Fremantle is a small, but interesting little town with lots to experience here. I wish I had had more time to actually walk around Fremantle with all its little shops and cafes. It also has one of the most stellar Maritime Museums in the world – which would have also been interesting to check out. But most of my time was spent in Perth.
I went to a high school with only 48 girls in my graduating class. I had remembered that one of my classmates had moved to Perth years ago so before we set sail, I had contacted her about getting together. She generously offered to take Doug and me around for the evening we arrived and the next day until our ship departed. We gladly and happily accepted her kind offer and so when the ship docked, we were off quickly to meet (and hopefully recognize after 20 plus years) each other. Her name is Ginny. And once we did, all those years just seemed to melt away.

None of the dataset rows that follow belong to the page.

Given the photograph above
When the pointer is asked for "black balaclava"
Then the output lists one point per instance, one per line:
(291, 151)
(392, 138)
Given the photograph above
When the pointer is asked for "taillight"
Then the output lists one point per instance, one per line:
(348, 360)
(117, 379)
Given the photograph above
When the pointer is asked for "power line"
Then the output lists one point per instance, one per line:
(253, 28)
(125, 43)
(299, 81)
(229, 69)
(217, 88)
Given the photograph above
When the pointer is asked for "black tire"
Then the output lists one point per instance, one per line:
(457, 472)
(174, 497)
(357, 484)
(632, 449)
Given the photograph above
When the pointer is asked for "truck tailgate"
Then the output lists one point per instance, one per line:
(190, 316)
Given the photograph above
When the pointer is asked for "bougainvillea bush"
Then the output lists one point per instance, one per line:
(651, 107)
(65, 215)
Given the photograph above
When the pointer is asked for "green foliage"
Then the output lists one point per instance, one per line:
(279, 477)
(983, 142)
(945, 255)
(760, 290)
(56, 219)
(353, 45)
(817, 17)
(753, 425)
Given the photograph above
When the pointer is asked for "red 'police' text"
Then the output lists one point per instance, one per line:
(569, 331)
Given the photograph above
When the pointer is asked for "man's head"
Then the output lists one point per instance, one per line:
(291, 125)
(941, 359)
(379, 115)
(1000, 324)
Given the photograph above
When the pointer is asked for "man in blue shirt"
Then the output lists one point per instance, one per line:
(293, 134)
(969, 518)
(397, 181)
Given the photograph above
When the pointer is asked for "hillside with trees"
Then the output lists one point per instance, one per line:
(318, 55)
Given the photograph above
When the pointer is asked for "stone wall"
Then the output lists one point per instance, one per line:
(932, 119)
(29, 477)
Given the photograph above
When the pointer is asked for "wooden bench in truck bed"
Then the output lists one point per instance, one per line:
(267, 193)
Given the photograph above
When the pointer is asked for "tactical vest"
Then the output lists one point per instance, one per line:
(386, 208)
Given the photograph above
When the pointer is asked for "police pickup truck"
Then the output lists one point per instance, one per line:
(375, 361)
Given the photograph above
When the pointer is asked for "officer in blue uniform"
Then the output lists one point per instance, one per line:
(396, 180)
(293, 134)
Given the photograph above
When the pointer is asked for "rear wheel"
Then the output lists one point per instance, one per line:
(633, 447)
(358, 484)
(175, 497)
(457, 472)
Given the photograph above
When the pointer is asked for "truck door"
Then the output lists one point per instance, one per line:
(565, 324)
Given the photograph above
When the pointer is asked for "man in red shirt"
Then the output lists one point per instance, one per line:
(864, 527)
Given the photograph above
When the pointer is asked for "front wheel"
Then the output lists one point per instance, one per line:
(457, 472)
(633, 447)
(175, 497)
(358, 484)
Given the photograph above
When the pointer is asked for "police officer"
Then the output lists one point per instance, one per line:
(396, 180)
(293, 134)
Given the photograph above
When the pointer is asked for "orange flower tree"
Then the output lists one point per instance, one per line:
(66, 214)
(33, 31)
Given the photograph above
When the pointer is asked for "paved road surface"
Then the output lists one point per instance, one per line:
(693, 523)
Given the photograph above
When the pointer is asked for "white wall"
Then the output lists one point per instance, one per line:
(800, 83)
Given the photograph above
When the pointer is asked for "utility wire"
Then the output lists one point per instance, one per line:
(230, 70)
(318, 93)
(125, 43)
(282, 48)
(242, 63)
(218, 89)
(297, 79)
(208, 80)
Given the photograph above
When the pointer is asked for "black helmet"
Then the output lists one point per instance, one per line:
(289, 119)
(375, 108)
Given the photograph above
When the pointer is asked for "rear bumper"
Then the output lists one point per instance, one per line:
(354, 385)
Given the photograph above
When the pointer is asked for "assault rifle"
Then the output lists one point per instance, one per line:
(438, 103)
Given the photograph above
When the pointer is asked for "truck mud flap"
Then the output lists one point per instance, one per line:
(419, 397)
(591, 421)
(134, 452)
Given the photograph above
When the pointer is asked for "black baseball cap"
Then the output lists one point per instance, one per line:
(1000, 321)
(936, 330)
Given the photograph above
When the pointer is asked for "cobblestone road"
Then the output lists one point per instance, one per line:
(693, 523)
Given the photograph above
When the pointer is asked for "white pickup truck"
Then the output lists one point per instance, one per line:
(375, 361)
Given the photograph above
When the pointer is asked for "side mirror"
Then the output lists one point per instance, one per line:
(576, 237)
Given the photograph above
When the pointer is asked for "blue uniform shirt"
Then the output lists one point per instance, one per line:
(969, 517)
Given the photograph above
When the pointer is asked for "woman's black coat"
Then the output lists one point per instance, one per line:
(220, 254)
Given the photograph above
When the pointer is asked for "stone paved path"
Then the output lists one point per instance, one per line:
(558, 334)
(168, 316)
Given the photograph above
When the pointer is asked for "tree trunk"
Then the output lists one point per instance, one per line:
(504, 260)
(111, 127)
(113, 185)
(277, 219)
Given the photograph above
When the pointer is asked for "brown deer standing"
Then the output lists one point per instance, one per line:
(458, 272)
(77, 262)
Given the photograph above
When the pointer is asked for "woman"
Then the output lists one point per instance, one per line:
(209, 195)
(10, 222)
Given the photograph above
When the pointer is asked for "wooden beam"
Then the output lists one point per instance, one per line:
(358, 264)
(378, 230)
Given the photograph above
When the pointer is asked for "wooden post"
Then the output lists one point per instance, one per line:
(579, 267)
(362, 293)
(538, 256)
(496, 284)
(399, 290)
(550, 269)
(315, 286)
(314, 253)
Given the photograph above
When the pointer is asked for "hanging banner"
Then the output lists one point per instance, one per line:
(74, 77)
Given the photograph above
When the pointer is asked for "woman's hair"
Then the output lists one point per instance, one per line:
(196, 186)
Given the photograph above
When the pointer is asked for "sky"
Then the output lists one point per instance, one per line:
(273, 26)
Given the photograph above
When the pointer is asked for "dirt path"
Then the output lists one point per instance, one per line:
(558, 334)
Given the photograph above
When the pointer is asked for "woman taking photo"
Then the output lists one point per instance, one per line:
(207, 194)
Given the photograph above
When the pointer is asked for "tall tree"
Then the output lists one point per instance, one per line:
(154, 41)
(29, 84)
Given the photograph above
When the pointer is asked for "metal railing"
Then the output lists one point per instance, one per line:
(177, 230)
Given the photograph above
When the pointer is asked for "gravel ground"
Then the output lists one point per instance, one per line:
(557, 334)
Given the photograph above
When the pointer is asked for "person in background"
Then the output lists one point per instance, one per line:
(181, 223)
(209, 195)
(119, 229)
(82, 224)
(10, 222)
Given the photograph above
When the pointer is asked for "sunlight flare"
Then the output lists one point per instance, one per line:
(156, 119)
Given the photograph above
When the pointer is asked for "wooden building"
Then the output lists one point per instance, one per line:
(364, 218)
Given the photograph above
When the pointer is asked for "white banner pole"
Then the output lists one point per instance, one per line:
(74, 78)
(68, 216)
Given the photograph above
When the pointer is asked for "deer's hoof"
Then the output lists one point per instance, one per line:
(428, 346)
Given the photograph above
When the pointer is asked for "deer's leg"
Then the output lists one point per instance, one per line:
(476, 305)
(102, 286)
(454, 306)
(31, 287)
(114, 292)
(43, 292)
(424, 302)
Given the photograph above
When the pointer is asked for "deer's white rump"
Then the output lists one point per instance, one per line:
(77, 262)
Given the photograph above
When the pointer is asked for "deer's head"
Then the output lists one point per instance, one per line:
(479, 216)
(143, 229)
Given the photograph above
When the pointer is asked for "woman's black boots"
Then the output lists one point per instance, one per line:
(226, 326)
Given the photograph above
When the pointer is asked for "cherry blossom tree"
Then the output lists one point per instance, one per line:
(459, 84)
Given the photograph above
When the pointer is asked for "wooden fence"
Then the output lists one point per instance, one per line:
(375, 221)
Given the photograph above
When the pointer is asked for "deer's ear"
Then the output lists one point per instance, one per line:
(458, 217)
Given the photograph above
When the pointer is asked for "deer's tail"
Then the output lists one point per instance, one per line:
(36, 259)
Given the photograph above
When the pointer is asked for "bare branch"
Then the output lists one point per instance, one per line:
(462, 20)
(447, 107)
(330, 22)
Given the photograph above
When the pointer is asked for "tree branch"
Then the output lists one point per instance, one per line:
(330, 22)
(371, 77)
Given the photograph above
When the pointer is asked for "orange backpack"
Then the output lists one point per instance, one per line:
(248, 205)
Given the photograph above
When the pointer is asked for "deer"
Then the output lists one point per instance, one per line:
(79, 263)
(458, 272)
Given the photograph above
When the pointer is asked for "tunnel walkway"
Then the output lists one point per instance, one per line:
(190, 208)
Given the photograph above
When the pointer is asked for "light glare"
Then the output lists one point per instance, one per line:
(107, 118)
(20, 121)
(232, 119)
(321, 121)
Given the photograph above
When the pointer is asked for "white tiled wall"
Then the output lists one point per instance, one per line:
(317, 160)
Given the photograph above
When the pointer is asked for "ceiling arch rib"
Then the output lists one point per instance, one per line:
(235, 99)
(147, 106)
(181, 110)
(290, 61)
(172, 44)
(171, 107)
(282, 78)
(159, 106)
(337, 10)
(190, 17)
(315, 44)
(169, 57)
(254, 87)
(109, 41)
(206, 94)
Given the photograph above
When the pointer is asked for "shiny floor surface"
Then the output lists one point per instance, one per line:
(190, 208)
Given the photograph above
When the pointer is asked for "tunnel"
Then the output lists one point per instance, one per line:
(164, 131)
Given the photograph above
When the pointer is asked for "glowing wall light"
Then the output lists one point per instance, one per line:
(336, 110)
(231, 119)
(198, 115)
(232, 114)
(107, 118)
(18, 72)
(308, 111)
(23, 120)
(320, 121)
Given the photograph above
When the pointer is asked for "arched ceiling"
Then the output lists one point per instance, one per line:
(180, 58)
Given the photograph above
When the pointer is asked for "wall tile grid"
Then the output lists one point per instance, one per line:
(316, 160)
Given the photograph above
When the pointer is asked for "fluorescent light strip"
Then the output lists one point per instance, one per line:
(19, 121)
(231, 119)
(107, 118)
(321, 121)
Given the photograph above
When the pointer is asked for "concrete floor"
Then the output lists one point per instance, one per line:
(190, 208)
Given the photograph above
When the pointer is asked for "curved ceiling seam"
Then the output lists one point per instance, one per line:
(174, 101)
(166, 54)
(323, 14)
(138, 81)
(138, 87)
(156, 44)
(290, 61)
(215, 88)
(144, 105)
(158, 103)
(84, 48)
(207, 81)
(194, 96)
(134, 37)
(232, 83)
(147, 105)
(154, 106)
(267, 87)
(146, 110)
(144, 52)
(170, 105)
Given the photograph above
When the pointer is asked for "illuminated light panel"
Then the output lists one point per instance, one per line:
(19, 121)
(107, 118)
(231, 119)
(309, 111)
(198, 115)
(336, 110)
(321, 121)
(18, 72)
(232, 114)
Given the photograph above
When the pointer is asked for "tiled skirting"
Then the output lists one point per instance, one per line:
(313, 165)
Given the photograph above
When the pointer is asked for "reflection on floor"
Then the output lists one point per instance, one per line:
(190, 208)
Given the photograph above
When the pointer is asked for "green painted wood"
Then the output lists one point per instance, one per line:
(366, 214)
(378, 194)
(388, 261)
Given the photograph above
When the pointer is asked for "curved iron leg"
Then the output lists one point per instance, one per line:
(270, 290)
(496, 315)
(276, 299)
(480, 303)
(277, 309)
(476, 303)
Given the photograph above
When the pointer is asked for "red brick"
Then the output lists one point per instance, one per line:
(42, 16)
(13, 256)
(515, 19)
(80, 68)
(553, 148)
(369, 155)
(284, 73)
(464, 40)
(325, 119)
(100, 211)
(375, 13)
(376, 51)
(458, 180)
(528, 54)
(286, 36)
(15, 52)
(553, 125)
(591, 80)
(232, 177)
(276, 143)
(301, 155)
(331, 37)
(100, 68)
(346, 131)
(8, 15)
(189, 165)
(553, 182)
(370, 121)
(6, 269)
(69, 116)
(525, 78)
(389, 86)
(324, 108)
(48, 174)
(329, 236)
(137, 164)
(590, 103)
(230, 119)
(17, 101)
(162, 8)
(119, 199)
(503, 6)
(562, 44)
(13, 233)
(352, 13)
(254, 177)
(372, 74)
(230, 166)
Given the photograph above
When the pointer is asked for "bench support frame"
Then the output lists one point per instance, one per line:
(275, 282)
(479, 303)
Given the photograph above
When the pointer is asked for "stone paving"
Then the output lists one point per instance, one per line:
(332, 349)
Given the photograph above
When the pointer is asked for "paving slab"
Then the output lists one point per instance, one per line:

Ginny had planned a great introduction to Perth for the evening. We began with a quick over view tour of the city as we came in from Fremantle. The skyline is great and we took many, many pictures of it from different approaches. This is a view overlooking the city from King’s Park. Perth is a beautiful and clean city with a combination of old and new architecture. The modern is what you mainly see here.
Before arriving in Kings Park, we drove through one of the more affluent parts of Perth called Cottesloe. They are expensive because they are close to (and some overlooking) the water. We drove through the city to get to Kings Park where we stopped to walk around the manicured part of this park. It is expansive with both a more manicured look and then a more “bush” look with walking trails throughout. It also has a war memorial monument where you can also look out over the city of Perth. The street where we parked the car was lined with beautiful gum trees.
We then drove to Subiaco, the area of Perth with many theaters and artsy venues. We had dinner at Metro, an Indian restaurant, which was excellent. We had and Indian meal in keeping with what we were going to do next.
We were lucky enough to be here during Perth’s International Arts Festival. Ginny got us tickets to a special Indian dance performance at the Regal theater. It was called Shiva Shakti and was one of the most interesting and unusual performances I’ve seen. I was fascinated with it. It’s about energy and the male Shiva and female Shakti. This simplifies it too much. It is something that just needs to be experienced to appreciate. I felt fortunate to be able to do that.
Ginny brought us back to the ship after the performance. We got back in time to see the ship’s folklore performance with the Wadumbah Dance Group showcasing the Bibullmum culture. It was really weak after what we had just seen in Perth, but the didgeridoo player was good.
Looking forward to seeing more of Perth with Ginny tomorrow morning!